Полуживой от страха соскакивает Рафалеско с кровати, подбегает к Гольцману и видит: ночной столик возле кровати его друга опрокинут, возле столика валяются осколки разбитого графина, вдребезги разбитый стакан, согнутый подсвечник, тут же покалеченные часы, золотые часы, купленные недавно Гольцманом в Вене.
– Что случилось? – спрашивает Рафалеско.
Еще не опомнившийся Гольцман смотрит блуждающим взором на Рафалеско, который едва сдерживает смех при виде разрушений, учиненных его другом.
Обрадованный тем, что сон оказался только сном, Гольцман со свойственной ему живостью весело и непринужденно воскликнул:
– Разбойники, видно, мне приснились, разная чертовщина. Смотри-ка, сколько убытков я наделал, чтоб меня холера побрала в эту же ночь!
И оба покатились со смеху. Долго и шумно смеялись. Хохотали до тех пор, пока им не постучали из соседнего номера.
Оба хохотали, но смеялись они по-разному: один – искренне, от всего сердца, а другой – только для виду, думая про себя: «Нет, это уж не прежний «парень»… даже смех не тот… Теперь за ним нужен глаз да глаз. Надо бы, чтобы мама с сестренкой приехали… Нужно бежать из Вены, бежать, куда глаза глядят!»
Глава 72.
Человек с образованием
Единственным образованным человеком во всей труппе «Гольцман, Швалб и К°» был суфлер Беня Горгл, тот самый, которого Гольцман переманил к себе из львовского театра.
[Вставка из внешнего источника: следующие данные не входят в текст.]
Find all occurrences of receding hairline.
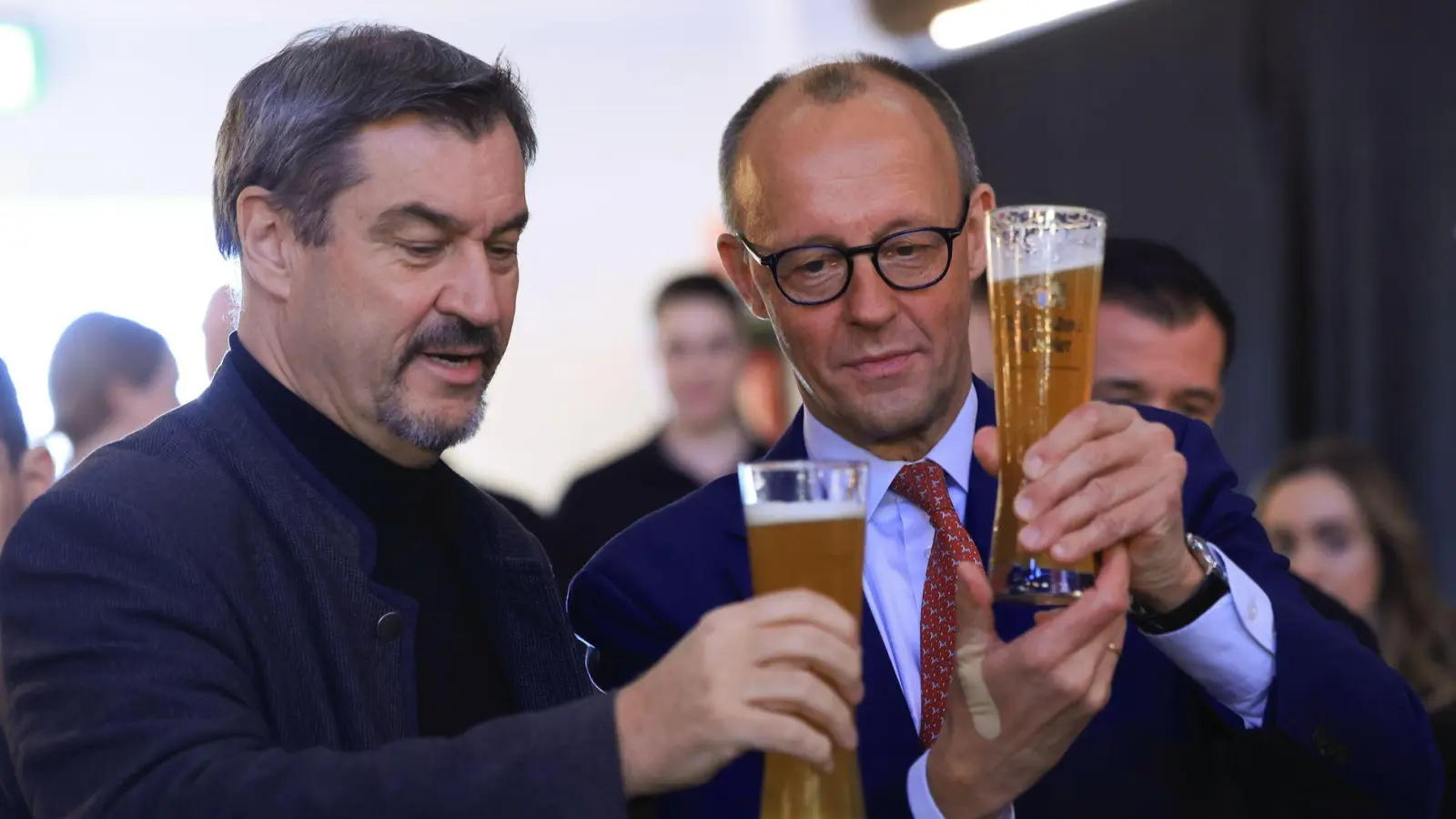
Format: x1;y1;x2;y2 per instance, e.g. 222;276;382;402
718;53;980;232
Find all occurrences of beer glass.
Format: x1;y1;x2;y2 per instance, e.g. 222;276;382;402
986;206;1107;605
738;460;868;819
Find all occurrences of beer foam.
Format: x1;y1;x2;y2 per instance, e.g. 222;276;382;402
987;206;1105;281
743;500;864;526
987;239;1102;283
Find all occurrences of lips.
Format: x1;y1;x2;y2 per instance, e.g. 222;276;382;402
420;349;485;386
849;349;915;378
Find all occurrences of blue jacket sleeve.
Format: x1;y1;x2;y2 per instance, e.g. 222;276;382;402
0;485;628;819
1169;421;1444;817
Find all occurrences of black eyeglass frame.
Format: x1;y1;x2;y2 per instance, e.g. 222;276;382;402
733;197;971;308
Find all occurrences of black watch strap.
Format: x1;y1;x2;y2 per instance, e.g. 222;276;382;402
1128;556;1228;634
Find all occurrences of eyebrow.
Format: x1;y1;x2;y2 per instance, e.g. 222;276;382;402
369;203;531;239
490;208;531;236
369;203;469;239
784;216;939;248
1178;386;1218;404
1097;379;1146;390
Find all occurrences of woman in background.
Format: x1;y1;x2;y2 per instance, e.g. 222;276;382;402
49;313;177;472
1259;439;1456;816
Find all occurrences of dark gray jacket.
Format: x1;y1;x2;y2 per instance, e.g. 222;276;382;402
0;366;628;819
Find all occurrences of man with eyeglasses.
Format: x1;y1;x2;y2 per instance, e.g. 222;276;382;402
568;56;1441;819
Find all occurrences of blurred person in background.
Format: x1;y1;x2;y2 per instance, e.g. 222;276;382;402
0;26;861;819
0;361;56;545
1092;238;1235;427
568;56;1440;819
1259;437;1456;816
551;272;766;591
1092;238;1379;650
1259;439;1456;702
970;269;996;388
49;313;177;472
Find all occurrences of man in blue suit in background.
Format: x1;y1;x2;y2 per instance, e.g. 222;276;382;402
568;56;1441;819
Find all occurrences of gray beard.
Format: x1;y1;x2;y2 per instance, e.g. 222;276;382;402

Директор Гецл бен-Гецл не раз хвастался, что ни у кого нет такого суфлера, как у него, потому что его суфлер, видите ли, «человек с образованием». Именно потому, что он был «человек с образованием», Гольцман переманил его к себе заодно с примадонной. «Я и сам не знаю, – оправдывался Гольцман перед самим собой, – на кой черт он мне сдался, этот человек. С виду гроша ломаного не стоит. Но шут с ним! «Человек с образованием» всегда свой кусок хлеба заработает…»
Гольцман был прав. По внешности суфлер действительно не стоил и ломаного гроша: черный, худой, сухопарый, с огромнейшим носом («всем носам нос»), с красной шеей, с большим кадыком, который при разговоре двигался вверх и вниз, словно глотая что-то, оборванный, в потертой шляпенке, а волосы на голове, что воз с сеном. Если бы он мазал волосы маслом или хотя бы каждый день причесывался, было бы еще туда-сюда. Но наш суфлер не такой человек, чтобы заниматься подобными пустяками. У «человека с образованием» найдутся более важные дела. А ежели так, то приходится прощать ему и грязный воротничок с таким подобием галстука, что трудно сейчас определить, как он выглядел, когда впервые появился на свет божий. Все вместе взятое дает представление о внешнем облике «человека с образованием». Недаром Гольцман говорил о нем, – конечно за глаза, – что «стыдно есть за одним столом с таким замухрышкой». И невзирая на то, что суфлер – «человек с образованием», Гольцман, не скупясь, награждал его все новыми и новыми прозвищами: «неудачник», «шут гороховый», «недотепа».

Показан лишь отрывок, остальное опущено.